C) Yerel Mahkeme Kararının Özeti:
Mahkemece, toplanan kanıtlar ve bilirkişi raporuna dayanılarak; davanın kısmen kabulüne karar verilmiştir.
D) Temyiz:
Kararı, davalı temyiz etmiştir.
E) Gerekçe:
1-Dosyadaki yazılara, toplanan delillere kararın dayandığı kanuni gerektirici sebeplere göre, davalının aşağıdaki bendin kapsamı dışında kalan temyiz itirazları yerinde değildir
2-Zamanaşımı, alacak hakkının belli bir süre kullanılmaması yüzünden dava edilebilme niteliğinden yoksun kalabilmesini ifade eder. Bu tanımdan da anlaşılacağı üzere zamanaşımı, alacak hakkını sona erdirmeyip sadece onu "eksik bir borç" haline dönüştürür ve "alacağın dava edilebilme özelliği"ni ortadan kaldırır. Bu itibarla zamanaşımı savunması ileri sürüldüğünde, eğer savunma gerçekleşirse hakkın dava edilebilme niteliği ortadan kalkacağından, artık mahkemenin işin esasına girip onu da incelemesi mümkün değildir.

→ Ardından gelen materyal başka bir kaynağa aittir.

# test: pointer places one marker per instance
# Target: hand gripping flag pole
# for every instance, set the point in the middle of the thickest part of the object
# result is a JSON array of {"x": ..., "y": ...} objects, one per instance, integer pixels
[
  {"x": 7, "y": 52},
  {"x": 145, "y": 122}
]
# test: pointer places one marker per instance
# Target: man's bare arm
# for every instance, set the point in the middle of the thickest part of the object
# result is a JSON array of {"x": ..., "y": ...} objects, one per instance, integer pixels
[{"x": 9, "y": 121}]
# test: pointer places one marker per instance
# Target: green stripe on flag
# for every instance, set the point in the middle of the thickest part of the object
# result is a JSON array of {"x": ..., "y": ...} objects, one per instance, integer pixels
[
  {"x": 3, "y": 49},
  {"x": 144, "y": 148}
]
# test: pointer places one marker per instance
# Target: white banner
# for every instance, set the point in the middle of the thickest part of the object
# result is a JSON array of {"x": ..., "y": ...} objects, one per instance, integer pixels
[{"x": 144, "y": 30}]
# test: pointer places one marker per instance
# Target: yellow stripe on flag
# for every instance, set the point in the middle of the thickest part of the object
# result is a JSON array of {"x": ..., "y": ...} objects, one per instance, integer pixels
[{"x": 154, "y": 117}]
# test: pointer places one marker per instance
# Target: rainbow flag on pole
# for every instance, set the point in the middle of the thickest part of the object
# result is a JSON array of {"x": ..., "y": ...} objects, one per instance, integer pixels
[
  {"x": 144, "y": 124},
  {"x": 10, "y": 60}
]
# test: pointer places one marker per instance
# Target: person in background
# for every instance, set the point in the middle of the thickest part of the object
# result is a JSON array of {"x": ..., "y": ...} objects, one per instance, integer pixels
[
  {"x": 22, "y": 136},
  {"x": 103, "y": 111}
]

Kısmi davada ise zamanaşımı yalnızca dava edilen kısım kesilir. Henüz açılmayan (saklı tutulan) ve daha sonra ıslahla arttırılan bölüm için zamanaşımı işlemeye devam eder. Ancak kısmi davadaki miktar, kısmi davanın açıldığı dava tarihine göre geriye doğru belirlenen zamanaşımı süresini kapsar. Bakiye alacak talep edildiği tarihe göre, geriye doğru zamanaşımı süresi içinde kalıyor ise zamanaşımına uğramadığı kabul edilmelidir. Kısaca kısmi davadaki alacak miktarı belirlendiği tarihten itibaren öncelikle ileriye doğru gerçekleşen alacak için mahsup edilmeli, bakiye alacak ise ondan sonraki süreyi kapsamalıdır. İlk kısmi davada belirlenen alacak mahsup edildikten sonra bakiyenin talep edildiği tarihten geriye doğru zamanaşımı süresi içinde kalan alacak, alacaklı lehine hüküm altına alınmalıdır.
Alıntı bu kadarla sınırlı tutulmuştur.